JP3401280B2 - New peptides, their production methods and applications - Google Patents

Description

Detailed Description of the Invention

[0001]

The present invention relates to a novel peptide, Ala.
-Lys-Lys, Gln-Val-Lys, Glu-
The present invention relates to Val-Lys or / and Gly-Val-Lys, to a method for producing the same, and further to its hypotensive use.

[0002]

2. Description of the Related Art First, the present inventors have conducted heat denaturation treatment on fish meat, hydrolyzed it with neutral or alkaline protease to deactivate the enzyme, and then separated the ACE to obtain ACE inhibitory activity. Was obtained (Japanese Patent Application No. 4-72227).

[0003]

DISCLOSURE OF THE INVENTION Peptide α is used in the present invention.
The objective was to isolate each peptide having a strong ACE inhibitory activity from -1000.

[0004]

In the present invention, an aqueous solution of peptide α-1000 is treated with ODS resin, and among the eluents thereof, most ACE (angiotensin converting enzyme) is obtained.
The fraction with a strong inhibitory activity was chromatographed and further subjected to reverse phase HPLC to give a peptide with a strong ACE inhibitory activity, Ala-Lys-Lys, Gln-Val-Ly.
s, Glu-Val-Lys or / and Gly-Val
-Successful isolation of Lys.

These peptides have almost no bitterness, are naturally occurring and safe, and are excellent as an active ingredient of an antihypertensive agent or an active ingredient of an antihypertensive functional food.

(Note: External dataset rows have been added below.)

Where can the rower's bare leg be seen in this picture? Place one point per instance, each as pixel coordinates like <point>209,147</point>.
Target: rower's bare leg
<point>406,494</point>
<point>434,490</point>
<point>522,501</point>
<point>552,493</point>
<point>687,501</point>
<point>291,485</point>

The peptide of the present invention, Ala-Lys-Ly
s, Gln-Val-Lys, Glu-Val-Lys
Alternatively, and / or Gly-Val-Lys is a novel compound that has not been published in the literature, and can be supplied from animal or plant proteins other than fish meat, and can also be used as a peptide obtained by chemical synthesis.

Next, the peptide α-1000 will be described.

Peptide α-1000 is produced from seafood as a raw material. First, this is treated with a meat mining machine, a deboner or the like to separate the quality of fish meat. The raw materials are preferably as fresh as possible. The separated fish meat is 10k
It may be divided into about g g of surimi and used as it is for the next treatment, but it is rapidly frozen by blowing cold air at -20 to -50 ° C, for example, about -30 ° C, and stored at -20 to -25 ° C. Alternatively, it may be appropriately used if necessary.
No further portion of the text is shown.